1.        Wireless LAN:  We will architect, design and realize selected portions of the 802.11 wireless local area network protocol in a full-custom logic architecture.  Most realizations of the 802.11 protocol stack (the PHY and MAC layers) have been executed using one or more core CPUs embedded into the system.  The benefit of using CPU cores is speed of design (through embedded systems programming of the algorithms and protocols in a language such as C) and flexibility (in that the CPUs can be easily reprogrammed).  However, there is a cost in speed and throughput—where is certain situations, the 802.11 system may not perform at speed in highly noisy environments.  In addition, the requirements of low-power, mobile computing require platform footprints that are smaller, faster and less resource consuming.  Hence, the impetus for investigating 802.11b/a/e/f is to provide a more optimized solution based on application-specific architecture creation.

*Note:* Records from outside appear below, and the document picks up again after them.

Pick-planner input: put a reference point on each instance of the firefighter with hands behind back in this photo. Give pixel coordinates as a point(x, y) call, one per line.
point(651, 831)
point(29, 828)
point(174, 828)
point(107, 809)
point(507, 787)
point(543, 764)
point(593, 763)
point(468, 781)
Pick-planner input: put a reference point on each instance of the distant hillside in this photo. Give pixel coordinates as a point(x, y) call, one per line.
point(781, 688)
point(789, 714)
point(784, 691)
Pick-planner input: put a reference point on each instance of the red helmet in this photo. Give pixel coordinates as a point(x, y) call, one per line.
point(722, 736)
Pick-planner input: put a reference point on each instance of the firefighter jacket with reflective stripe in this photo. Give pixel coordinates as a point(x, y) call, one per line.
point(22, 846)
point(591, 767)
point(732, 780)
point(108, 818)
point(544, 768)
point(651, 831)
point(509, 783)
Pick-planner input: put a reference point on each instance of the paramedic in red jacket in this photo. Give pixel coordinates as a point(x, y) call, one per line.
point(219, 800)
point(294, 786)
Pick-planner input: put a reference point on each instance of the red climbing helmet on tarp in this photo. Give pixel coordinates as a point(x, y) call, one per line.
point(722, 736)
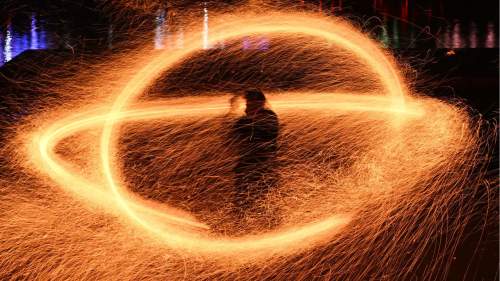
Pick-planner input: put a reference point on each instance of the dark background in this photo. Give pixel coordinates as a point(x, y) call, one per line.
point(453, 45)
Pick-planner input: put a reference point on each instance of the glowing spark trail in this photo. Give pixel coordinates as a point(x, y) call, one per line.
point(367, 178)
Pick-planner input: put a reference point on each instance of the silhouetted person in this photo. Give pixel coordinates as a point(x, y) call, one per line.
point(256, 133)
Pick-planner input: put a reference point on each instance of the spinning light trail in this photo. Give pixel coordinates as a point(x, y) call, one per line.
point(404, 162)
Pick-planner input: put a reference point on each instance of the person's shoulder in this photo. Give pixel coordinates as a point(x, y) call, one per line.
point(269, 112)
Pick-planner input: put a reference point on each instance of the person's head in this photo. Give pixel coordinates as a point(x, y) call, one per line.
point(255, 100)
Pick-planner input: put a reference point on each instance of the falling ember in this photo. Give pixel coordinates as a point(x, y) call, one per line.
point(369, 172)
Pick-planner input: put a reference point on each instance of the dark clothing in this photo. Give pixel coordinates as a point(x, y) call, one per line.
point(257, 140)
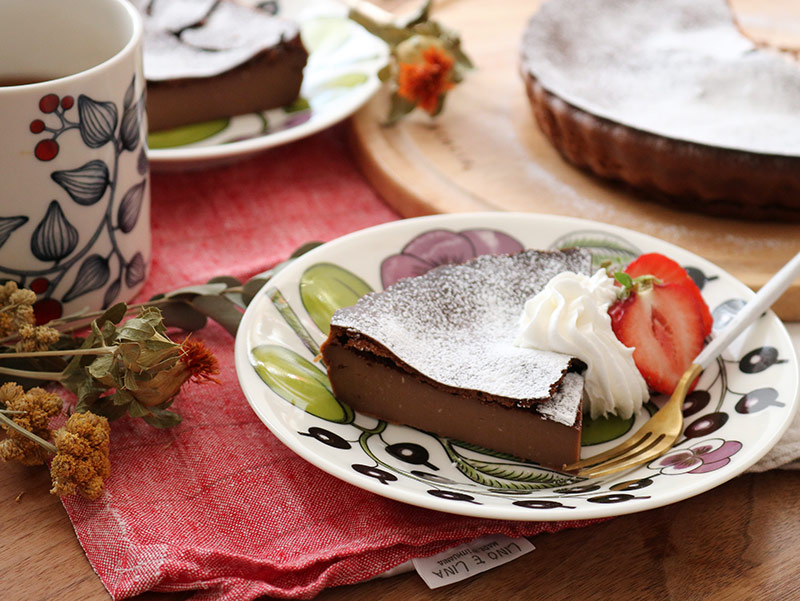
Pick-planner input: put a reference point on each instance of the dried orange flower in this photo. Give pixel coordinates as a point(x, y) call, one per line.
point(35, 338)
point(16, 308)
point(199, 360)
point(31, 410)
point(195, 362)
point(426, 82)
point(81, 465)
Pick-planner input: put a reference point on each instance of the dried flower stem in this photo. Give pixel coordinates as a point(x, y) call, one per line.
point(102, 350)
point(48, 375)
point(37, 439)
point(33, 375)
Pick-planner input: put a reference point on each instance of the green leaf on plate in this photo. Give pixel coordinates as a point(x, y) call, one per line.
point(510, 478)
point(300, 382)
point(605, 247)
point(299, 104)
point(604, 429)
point(325, 287)
point(346, 80)
point(187, 134)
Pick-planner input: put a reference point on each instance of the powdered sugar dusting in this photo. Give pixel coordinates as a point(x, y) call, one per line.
point(676, 68)
point(199, 38)
point(457, 324)
point(563, 407)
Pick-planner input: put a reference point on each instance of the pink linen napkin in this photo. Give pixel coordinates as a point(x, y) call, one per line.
point(218, 504)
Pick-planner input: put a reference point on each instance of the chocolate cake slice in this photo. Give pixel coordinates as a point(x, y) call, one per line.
point(210, 59)
point(437, 352)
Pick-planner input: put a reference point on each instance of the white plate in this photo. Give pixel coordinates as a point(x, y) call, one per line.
point(340, 76)
point(741, 407)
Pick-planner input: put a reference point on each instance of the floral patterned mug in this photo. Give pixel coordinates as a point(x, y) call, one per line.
point(74, 178)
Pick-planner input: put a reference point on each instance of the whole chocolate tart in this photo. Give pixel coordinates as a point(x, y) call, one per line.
point(211, 59)
point(669, 96)
point(437, 352)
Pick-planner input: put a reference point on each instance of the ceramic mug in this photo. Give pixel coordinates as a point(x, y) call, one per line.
point(74, 179)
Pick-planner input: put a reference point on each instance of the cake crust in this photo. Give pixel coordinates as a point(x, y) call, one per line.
point(671, 98)
point(438, 352)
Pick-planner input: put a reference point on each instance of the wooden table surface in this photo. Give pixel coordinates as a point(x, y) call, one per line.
point(740, 541)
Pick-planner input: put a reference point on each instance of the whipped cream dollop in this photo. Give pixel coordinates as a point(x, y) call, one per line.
point(570, 315)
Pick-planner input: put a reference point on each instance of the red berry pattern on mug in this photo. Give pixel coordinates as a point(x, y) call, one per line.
point(48, 103)
point(55, 240)
point(46, 150)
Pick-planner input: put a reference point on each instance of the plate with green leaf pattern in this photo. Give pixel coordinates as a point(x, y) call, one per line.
point(340, 76)
point(742, 405)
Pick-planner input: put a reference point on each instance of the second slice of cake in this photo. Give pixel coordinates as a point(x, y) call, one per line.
point(437, 352)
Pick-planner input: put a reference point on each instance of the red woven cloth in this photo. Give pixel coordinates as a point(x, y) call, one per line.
point(218, 504)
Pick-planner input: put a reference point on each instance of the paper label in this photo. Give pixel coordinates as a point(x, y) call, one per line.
point(472, 558)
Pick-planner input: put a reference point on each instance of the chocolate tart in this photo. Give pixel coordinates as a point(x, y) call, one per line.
point(670, 98)
point(209, 59)
point(437, 352)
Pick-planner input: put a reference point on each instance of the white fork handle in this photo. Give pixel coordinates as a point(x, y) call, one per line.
point(762, 301)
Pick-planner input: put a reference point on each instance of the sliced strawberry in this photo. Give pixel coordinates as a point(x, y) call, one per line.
point(664, 326)
point(668, 271)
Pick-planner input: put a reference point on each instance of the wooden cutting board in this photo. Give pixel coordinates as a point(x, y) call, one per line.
point(485, 152)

2.        Phylogenetics:  We will investigate optimal architectures for implementing bioinformatics algorithms involved in the analysis of species taxa distance data associated with constructing trees indicating possible evolution paths based on distance data collected and extracted from genomic data sets.  Many existing algorithms, written in C, exist, and benchmark data for execution on conventional platforms has been collected.  We will design synthesizable VLSI architectures and benchmark their execution in FPGA hardware against baseline data for execution in C software.

  1. Cryptography:  Just as is the case for execution of algorithms for Phylogenetics, algorithms for certain cryptography applications can also benefit greatly from realization in VLSI through application-specific architecture development from algorithms (or even directly from the mathematic formulation).  We will again investigate architectures for existing algorithms, figure out how to parallelize them for implementation in VLSI, and create designs for FPGAs.  Again, we will take baseline benchmark data and evaluate performance of our FPGA solution.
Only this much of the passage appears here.